That lineup alone could cause mass heart failure anywhere in America, but I expected the crowd at Atlantic and Flatbush to be particularly frenzied. Gathering that concentration of stars, many of whom claim New York City as part of their artistic identity, in one city block in the heart of Brooklyn seemed like cause for an unofficial local holiday. Instead, as with all things associated with Tidal, the energy seemed sapped from the air from the jump.

Impressive and hollow, just like Tidal

Part of that could have been because we didn't know what to expect. The lineup looked packed for a single-day festival, how were they going to negotiate that many artists in three hours? Back-to-back duets? One long "We Are The World" redux? Would they throw up their hands and just stage an arena production of Les Mis? (Don't even get me started on casting. Okay, Rick Ross and French Montana as the Thenardiers, that's it, END DISCUSSION.)

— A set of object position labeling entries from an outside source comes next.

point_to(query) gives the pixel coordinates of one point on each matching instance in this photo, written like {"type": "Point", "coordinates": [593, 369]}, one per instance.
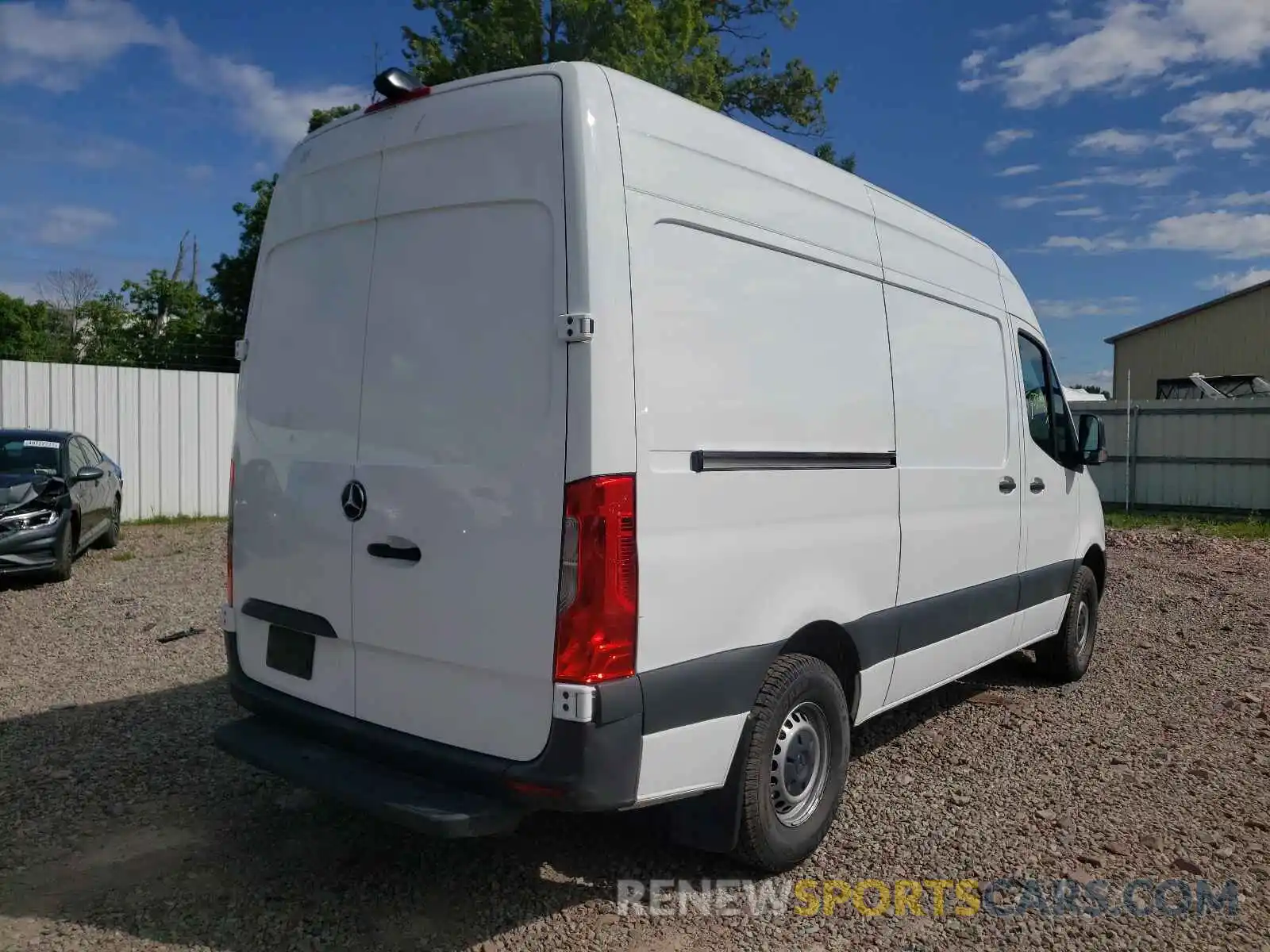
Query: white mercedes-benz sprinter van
{"type": "Point", "coordinates": [596, 451]}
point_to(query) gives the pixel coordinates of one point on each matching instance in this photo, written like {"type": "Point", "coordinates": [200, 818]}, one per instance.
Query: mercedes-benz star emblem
{"type": "Point", "coordinates": [352, 501]}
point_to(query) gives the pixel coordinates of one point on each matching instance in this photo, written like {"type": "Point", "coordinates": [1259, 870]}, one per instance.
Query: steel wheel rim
{"type": "Point", "coordinates": [799, 767]}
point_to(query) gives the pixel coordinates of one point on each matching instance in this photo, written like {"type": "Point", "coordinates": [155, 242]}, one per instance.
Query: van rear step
{"type": "Point", "coordinates": [394, 797]}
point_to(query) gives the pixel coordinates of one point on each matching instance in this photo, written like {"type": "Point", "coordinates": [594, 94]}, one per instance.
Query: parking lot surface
{"type": "Point", "coordinates": [124, 828]}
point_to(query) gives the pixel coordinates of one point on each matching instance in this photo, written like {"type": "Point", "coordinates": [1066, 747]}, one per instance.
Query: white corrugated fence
{"type": "Point", "coordinates": [171, 432]}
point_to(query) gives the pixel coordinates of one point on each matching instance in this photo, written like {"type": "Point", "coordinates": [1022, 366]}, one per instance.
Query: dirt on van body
{"type": "Point", "coordinates": [124, 828]}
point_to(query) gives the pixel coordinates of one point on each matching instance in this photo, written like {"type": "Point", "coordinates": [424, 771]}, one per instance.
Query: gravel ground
{"type": "Point", "coordinates": [122, 827]}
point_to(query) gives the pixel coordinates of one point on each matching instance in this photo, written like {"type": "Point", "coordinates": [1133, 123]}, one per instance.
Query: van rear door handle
{"type": "Point", "coordinates": [406, 554]}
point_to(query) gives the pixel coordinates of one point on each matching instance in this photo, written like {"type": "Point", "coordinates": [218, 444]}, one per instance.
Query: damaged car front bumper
{"type": "Point", "coordinates": [33, 549]}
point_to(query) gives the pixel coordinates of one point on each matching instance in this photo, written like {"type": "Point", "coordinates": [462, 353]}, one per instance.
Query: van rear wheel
{"type": "Point", "coordinates": [795, 763]}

It turned out that the Tidal X: 1020 was more or less the live show version of streaming music: all the artists in one place, playing one or two hits, then clearing out for the next act. And as such, it was both impressive and hollow in the exact same way.

In hindsight, this may have been the reason behind Prince's late backing out of the show — as an artist who is famous for long teases and the explosive climaxes, who could blame him? The audience started to get wise to the odd rhythm of the evening when Alessia Cara vanished almost as quickly as she had appeared, after performing a single song, her sleeper hit (and Beats radio fave) "Here." "That's it? That's all she's going to do?" I heard multiple people around me ask. I could hear them because there was no transitional music in between acts; the lights came up and the monitors were cut as the crew scrambled to adjust the minimal staging for the next artist. This happened between every set.

Going into the evening, I had both feared and anticipated a kind of happy sensory overload, a piling on of artists in one long unbroken train of hits, but Tidal never let me get to that brain-ache joy-point. The closest the show got was the Maybach crew's smart decision to perform together, batting around a mini set on the heels of Meek Mill's performance. (Meek, by the way? Still tons of love for him in Brooklyn last night.)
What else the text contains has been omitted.